In this exercise you will be exploring the use of PLINK (and MAPTHIN) for data management. An example of the use of this is to prepare files for subsequent analysis in MERLIN.
PLINK has an extensive set of docmentation including a pdf manual, a web-based tutorial and web-based documentation:
http://zzz.bwh.harvard.edu/plink/
The MapThin program can be found at:
http://www.staff.ncl.ac.uk/richard.howey/mapthin/
The MERLIN website is at:
http://www.sph.umich.edu/csg/abecasis/Merlin/index.html
First I suggest you make a new
folder to keep this exercise's programs and data files in.
Then download the following files into this folder:
merlin.exe
pedstats.exe
plink.exe
mapthin.exe
chr10-merlin-full-pedfile.txt
chr10-merlin-full-datfile.txt
chr10-merlin-fullmap.txt
chr10-plinkmap.txt
fivesnps.txt
The data consists of genotype data at 1601 SNPs from a 30 MB region on chr 10, genotyped in 320 families consisting mostly of affected sib pairs and their parents.
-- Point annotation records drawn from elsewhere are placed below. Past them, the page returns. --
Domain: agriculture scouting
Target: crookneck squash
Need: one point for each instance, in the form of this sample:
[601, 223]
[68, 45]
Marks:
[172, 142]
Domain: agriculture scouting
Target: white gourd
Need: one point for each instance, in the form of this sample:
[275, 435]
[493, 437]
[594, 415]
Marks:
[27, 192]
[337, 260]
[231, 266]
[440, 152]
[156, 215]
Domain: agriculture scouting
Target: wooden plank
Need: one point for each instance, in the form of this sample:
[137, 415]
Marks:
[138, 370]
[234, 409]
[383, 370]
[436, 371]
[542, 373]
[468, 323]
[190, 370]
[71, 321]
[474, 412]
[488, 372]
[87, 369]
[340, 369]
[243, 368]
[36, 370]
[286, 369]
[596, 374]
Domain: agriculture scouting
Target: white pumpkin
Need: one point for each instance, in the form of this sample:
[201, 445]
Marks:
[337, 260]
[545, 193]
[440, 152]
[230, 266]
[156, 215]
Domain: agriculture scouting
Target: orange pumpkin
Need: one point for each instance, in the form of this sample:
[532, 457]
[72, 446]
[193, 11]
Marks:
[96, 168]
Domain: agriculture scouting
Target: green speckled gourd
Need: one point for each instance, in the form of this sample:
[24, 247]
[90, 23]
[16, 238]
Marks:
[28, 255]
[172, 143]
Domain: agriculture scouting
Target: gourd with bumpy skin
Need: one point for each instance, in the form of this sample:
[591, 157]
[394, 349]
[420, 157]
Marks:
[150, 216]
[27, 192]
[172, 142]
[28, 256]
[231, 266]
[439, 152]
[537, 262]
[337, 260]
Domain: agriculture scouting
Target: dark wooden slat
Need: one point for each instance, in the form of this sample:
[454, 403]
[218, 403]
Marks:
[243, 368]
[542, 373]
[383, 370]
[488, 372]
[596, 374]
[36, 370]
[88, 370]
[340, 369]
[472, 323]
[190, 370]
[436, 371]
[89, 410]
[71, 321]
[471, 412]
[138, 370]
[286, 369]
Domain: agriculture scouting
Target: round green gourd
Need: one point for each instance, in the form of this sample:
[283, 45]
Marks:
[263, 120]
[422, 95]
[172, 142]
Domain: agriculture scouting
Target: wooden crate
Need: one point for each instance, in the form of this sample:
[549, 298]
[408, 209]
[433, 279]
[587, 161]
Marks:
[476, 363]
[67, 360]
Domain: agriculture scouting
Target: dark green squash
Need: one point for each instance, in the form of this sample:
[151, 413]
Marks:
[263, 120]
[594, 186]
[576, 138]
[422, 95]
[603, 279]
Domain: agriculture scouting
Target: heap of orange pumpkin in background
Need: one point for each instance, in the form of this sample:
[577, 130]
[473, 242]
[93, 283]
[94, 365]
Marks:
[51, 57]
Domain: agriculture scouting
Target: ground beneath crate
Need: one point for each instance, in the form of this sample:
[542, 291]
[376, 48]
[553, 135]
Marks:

Take a look at the data files (e.g. using the `more' command from the MSDOS window, or by opening them in WordPad) and check you understand how they are coded. Note that the first 3 files are standard MERLIN format files. The fourth data file is a PLINK-format map file. PLINK uses a slightly different format map file compared to MERLIN. The PLINK format consists of exactly 4 columns:
chromosome (1-22, X, Y or 0 if unplaced) rs number or snp identifier Genetic distance (in Morgans or cM, can be set to 0 when performing association analysis) Base-pair position (bp units)
The final data file is just a list of the names of the first 5 SNPs in the map file. Check that these have been correctly listed.
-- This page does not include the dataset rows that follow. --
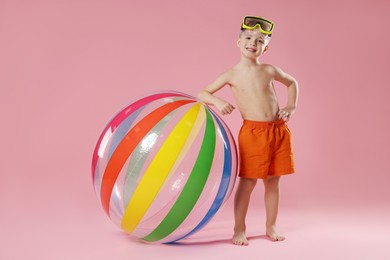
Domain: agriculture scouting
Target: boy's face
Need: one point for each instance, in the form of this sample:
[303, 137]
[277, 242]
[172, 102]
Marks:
[253, 43]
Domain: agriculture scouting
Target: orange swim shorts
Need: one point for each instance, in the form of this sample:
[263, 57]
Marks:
[265, 149]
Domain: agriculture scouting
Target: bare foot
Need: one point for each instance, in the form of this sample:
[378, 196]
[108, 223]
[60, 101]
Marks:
[239, 239]
[274, 235]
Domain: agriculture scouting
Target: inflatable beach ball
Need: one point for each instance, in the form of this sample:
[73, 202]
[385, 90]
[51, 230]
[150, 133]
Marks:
[164, 166]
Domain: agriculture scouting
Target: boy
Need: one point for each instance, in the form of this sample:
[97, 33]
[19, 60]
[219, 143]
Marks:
[264, 140]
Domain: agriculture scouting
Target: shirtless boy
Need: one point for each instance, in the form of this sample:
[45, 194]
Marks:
[264, 140]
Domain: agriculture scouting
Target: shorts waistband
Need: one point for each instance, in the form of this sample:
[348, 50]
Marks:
[264, 124]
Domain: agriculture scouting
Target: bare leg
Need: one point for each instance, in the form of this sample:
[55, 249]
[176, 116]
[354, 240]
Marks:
[271, 198]
[241, 203]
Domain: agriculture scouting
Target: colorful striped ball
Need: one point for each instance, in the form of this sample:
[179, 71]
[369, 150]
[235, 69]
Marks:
[164, 166]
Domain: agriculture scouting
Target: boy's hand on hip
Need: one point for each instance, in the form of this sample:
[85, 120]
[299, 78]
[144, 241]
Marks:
[224, 107]
[286, 113]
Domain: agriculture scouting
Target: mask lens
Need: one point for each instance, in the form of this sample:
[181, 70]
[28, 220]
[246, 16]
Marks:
[252, 21]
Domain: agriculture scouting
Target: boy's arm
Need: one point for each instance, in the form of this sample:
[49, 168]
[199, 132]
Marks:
[206, 95]
[292, 98]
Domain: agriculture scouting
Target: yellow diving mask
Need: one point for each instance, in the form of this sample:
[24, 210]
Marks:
[251, 22]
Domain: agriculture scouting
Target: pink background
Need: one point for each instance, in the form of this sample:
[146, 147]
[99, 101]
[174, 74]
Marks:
[66, 67]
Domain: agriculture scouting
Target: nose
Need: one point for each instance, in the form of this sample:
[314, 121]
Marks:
[253, 42]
To start with, you will need to open up an MSDOS window. [To do
this, click on Start
(the round button on the bottom left), All Programs, Accessories,
then click on Command Prompt].
Once the window has opened, type dir to see all the files and directories
(folders) that are in your home space, and move into the directory where you saved the data files e.g. by typing
cd xxxxx
(where xxxxx is replaced by the name of the appropriate folder).
Type dir again to check the required files are available in the directory.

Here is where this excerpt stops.